Oui, on a effectivement commencé le travail d’enregistrement sur six morceaux. On s’est pour l’instant concentré sur la musique et on n’a pas réellement travaillé sur les parties vocales avec Joel [NDLR : le chanteur Joel Peters qui a succédé à Neil Starr en fin d’année 2021]. Normalement, ça devrait être dans les bacs en 2025.
Toi qui a composé des centaines de morceaux, peux-tu nous expliquer à quel moment tu es satisfait par ce que tu écris ? Comment savoir quand mettre fin au processus créatif ?
Toutes les chansons sont différentes. Certaines peuvent prendre dix ans de ta vie, d’autres une petite heure. Mais quoi qu’il en soit, il y a un moment où tu arrêtes d’écrire, car tu es satisfait. Et puis, au moment où tu enregistres, tu te rends comptes que l’on pouvait encore y ajouter quelque chose de plus. Tout peut arriver, lorsque tu composes. Tout. Parfois, les chansons arrivent de nulle part, sans que l’on ne puisse l’expliquer, d’autres fois, il faut batailler pendant plusieurs jours pour parvenir à ses fins.
J’ai beaucoup aimé ton album solo « Old Lions Still Roar » en 2019. On y découvrait une autre facette de ta personnalité. Une expérience que tu souhaites renouveler ?

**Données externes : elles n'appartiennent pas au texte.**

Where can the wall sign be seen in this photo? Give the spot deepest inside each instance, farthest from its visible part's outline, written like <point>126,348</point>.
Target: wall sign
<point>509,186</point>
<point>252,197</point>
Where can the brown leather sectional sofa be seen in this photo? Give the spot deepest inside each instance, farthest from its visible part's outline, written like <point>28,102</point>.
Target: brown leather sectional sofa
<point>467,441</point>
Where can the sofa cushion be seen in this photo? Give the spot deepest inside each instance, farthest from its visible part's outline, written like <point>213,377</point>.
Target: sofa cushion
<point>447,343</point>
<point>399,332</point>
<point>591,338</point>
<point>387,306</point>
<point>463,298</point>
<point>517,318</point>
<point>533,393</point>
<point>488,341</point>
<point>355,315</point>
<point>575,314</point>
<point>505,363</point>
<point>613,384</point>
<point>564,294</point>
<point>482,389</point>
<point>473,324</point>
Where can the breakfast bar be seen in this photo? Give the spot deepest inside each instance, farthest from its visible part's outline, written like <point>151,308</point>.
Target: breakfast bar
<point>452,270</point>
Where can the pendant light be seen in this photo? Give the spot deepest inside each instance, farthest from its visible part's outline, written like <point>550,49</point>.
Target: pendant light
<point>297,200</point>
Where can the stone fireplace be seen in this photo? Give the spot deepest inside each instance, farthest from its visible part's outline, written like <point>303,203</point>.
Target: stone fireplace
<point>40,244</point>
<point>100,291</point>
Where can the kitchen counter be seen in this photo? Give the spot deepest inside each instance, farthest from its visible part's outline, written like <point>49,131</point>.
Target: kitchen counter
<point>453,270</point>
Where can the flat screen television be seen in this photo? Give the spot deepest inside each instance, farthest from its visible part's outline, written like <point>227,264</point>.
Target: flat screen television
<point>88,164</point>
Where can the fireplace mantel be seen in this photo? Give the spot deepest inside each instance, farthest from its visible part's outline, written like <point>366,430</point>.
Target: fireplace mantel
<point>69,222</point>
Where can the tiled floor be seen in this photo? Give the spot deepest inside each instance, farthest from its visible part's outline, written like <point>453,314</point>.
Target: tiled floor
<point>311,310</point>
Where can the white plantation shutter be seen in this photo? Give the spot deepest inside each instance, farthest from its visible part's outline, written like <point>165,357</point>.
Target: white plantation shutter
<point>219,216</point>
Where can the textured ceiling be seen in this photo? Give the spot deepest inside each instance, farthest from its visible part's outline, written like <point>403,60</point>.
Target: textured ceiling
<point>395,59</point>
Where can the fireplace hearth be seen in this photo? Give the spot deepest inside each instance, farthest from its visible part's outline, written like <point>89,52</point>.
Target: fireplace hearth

Figure-toi que mes trois enfants jouent sur certains de ces titres ! C’était une belle expérience, mais je ne pense pas que j’en enregistrerai un second. C’est en tous les cas ce que je pense actuellement. Je te l’ai déjà dit : je suis paresseux. Je veux juste profiter de la vie avec ma femme, mes fils, mes chiens... Aller à la plage, regarder la télévision... Je n’ai pas envie de faire plus pour l’instant. Peut-être un jour prochain ? Je ne peux pas te le dire. Par contre, je vais probablement m’attaquer à un livre. Une biographie, à l’image du Confess de Rob Halford. C’est d’ailleurs Rob qui m’a poussé en ce sens. J’ai déjà été contacté par des suédois qui sont très intéressés, mais je ne peux t’en dire plus et spoiler le contenu du livre comme ce qui concerne l’aspect marketing. Pour l’instant, c’est secret, mais le bouquin devrait plaire.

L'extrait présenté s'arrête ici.